Since its founding 165 years ago, Loyola University Maryland has evolved, growing and adapting to meet the needs of a changing population of students. Today’s population is more diverse than ever before, and our entire community—and the intellectual life of our community—are enriched through that diversity.
As a Jesuit, Catholic university, however, we must recognize that we still have much work to do. We must not only embrace diversity, but also take steps to promote it, while confronting racism, hatred, bigotry, and prejudice in every form. We can only live out the Jesuit ideals that are integral to our mission if we are actively working toward greater understanding, greater peace, and greater justice on our campus, in our community, and in our world.
Loyola is steadfastly committed to the education of our students as leaders for today’s world and tomorrow’s. We are committed to the support of our faculty and staff, the foundation on which our education rests. Our strong and active commitment to diversity should help ensure that differing views are welcome, expressed, and heard, and that learning and open discourse can thrive.
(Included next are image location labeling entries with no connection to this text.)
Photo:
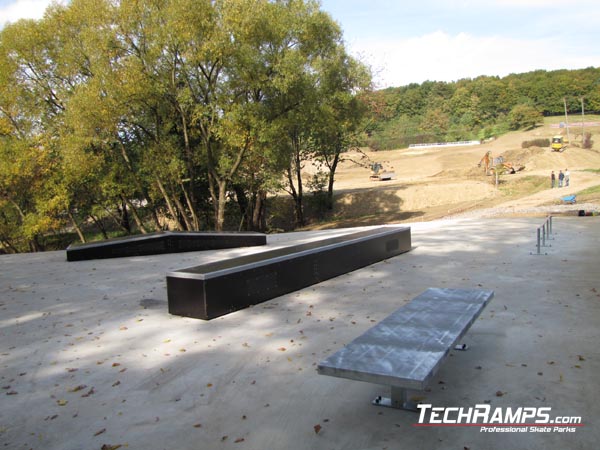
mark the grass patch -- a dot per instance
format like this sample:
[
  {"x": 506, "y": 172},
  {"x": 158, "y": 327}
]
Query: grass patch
[
  {"x": 522, "y": 186},
  {"x": 591, "y": 191}
]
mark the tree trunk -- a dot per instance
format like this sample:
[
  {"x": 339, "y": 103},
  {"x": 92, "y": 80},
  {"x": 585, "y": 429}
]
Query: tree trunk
[
  {"x": 188, "y": 199},
  {"x": 100, "y": 226},
  {"x": 259, "y": 221},
  {"x": 125, "y": 224},
  {"x": 77, "y": 228},
  {"x": 222, "y": 202},
  {"x": 136, "y": 216},
  {"x": 169, "y": 204},
  {"x": 332, "y": 169}
]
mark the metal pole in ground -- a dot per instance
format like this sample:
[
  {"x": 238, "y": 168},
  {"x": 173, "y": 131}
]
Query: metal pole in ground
[{"x": 544, "y": 235}]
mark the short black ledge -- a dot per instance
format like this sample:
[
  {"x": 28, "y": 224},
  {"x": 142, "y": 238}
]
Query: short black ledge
[
  {"x": 163, "y": 242},
  {"x": 215, "y": 289}
]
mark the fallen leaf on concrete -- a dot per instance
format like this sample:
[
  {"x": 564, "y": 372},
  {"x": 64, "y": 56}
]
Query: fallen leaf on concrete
[
  {"x": 90, "y": 392},
  {"x": 78, "y": 388}
]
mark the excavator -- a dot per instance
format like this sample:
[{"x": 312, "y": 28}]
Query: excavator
[
  {"x": 498, "y": 165},
  {"x": 559, "y": 144},
  {"x": 378, "y": 173}
]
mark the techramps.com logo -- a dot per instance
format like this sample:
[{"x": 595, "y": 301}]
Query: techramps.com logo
[{"x": 498, "y": 420}]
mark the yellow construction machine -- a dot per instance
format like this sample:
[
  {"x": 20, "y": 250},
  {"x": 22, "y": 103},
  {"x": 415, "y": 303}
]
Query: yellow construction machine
[{"x": 559, "y": 143}]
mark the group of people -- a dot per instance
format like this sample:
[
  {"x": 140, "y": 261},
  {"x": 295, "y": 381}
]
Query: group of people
[{"x": 563, "y": 178}]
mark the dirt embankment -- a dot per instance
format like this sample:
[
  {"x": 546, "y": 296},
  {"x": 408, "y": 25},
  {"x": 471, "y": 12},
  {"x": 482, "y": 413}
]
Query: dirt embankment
[{"x": 431, "y": 183}]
Conversations should begin in the classroom and continue throughout the campus and the community, engaging multiple perspectives and viewpoints, and embracing the opportunity for deep, important conversations on both ongoing issues and topics of the day. The unique thoughts, insights, and questions each of us can bring to those discussions can only strengthen our community.
We cannot simply speak of our commitment to being a diverse community where each person feels valued; we must demonstrate that through active efforts promoting diversity, recruiting and retaining a diverse student population, hiring faculty, administrators, and staff of diverse backgrounds, and fully embracing our role as a leader for and with our city, Baltimore, our state, and our nation.
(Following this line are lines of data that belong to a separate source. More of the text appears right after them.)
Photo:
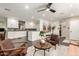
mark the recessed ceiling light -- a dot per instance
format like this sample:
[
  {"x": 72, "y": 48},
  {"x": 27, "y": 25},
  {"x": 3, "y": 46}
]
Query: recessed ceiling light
[
  {"x": 27, "y": 7},
  {"x": 72, "y": 14},
  {"x": 71, "y": 5},
  {"x": 43, "y": 14},
  {"x": 47, "y": 9},
  {"x": 32, "y": 17}
]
"The greatness of a community is most accurately measured by the compassionate actions of its members, a heart of grace, and a soul generated by love,” said Coretta Scott King.
Let’s come together in this moment to strive to become a more compassionate, inclusive, welcoming community, one that promotes diversity, combats racism, and works to create justice and peace.
2018 Progress Update
Since 2015, we have made strides on campus including the support for programs such as:
- Our continued work with BRJA (workshops and training held across campus)
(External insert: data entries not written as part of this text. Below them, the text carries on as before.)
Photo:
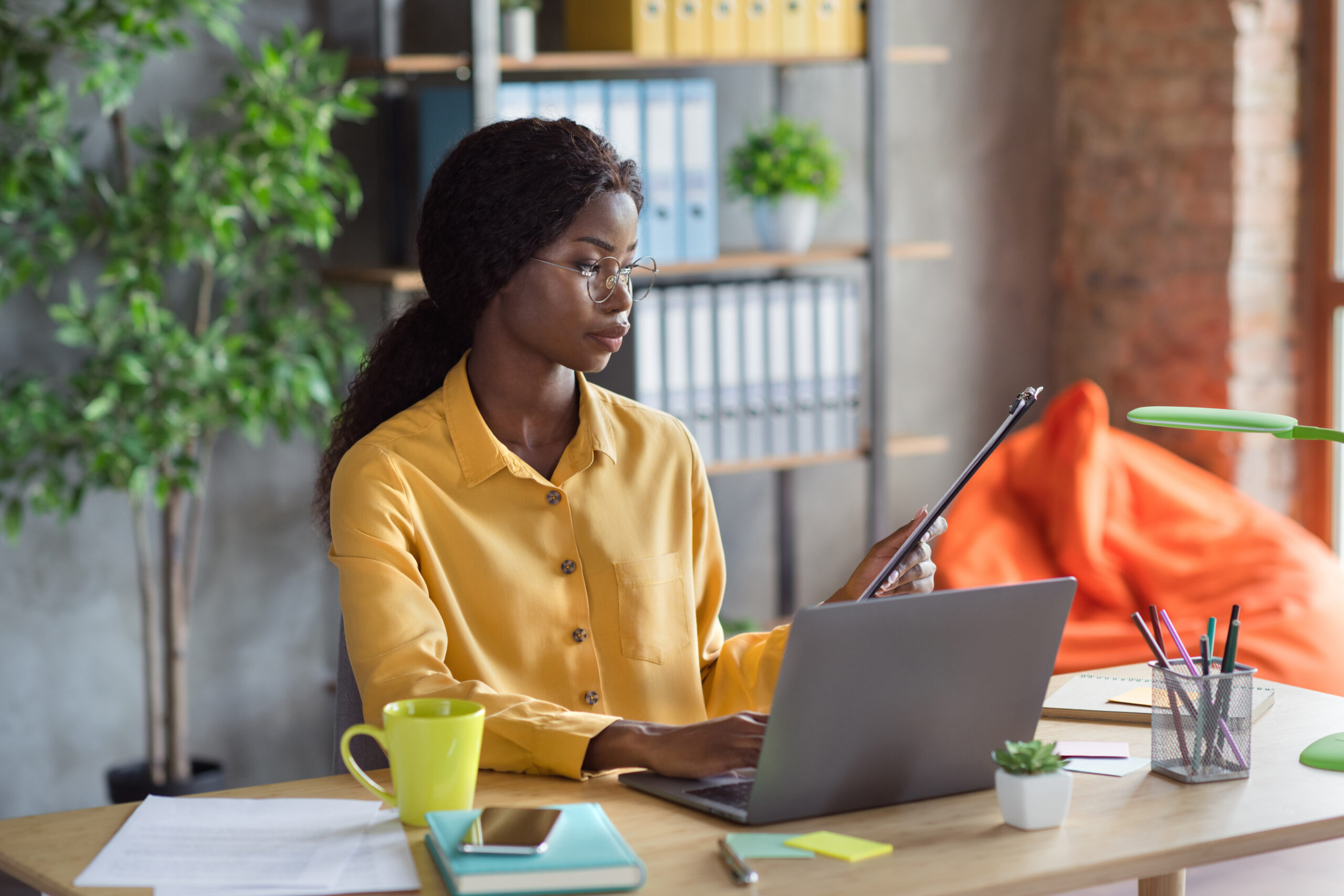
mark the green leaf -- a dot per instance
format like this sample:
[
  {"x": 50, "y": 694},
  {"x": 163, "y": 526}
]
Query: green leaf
[{"x": 14, "y": 519}]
- Establishing the President’s Council on Equity and Inclusion
- Mission Driven Leadership program launched for faculty and staff
- Justice focus of Messina and in the choice of the common text for first-year students
- Support for engaged scholarship and service learning
- Interfaith efforts across campus
- Hiring for faculty, staff, and administrators with demonstrated commitments to equity and inclusion
- York Road Initiative and other justice-related programs
- Increased structural diversity of students, faculty, staff and administrators
- Diversity reading groups for students and faculty and staff
- Listening efforts on topics of inclusion for large sections of the campus
- Speakers, colloquiums, and symposia on racial justice
- The work of Campus Ministry, CCSJ, ALANA Services and individuals too numerous to name
At the same time, we have our challenges, including:
- Finding the support and resources to continue the good work occurring in many pockets of campus
- Going deeper to bring about equity and racial justice on campus
- Retention of faculty, staff, administrators, and students of color
- Refocused work on accountability
- Strategic planning around equity and inclusion
- The hiring of a Chief Equity and Inclusion Officer (While we have been unable to find the funding, we are putting in structures for the work to be done by a member of the University’s leadership.)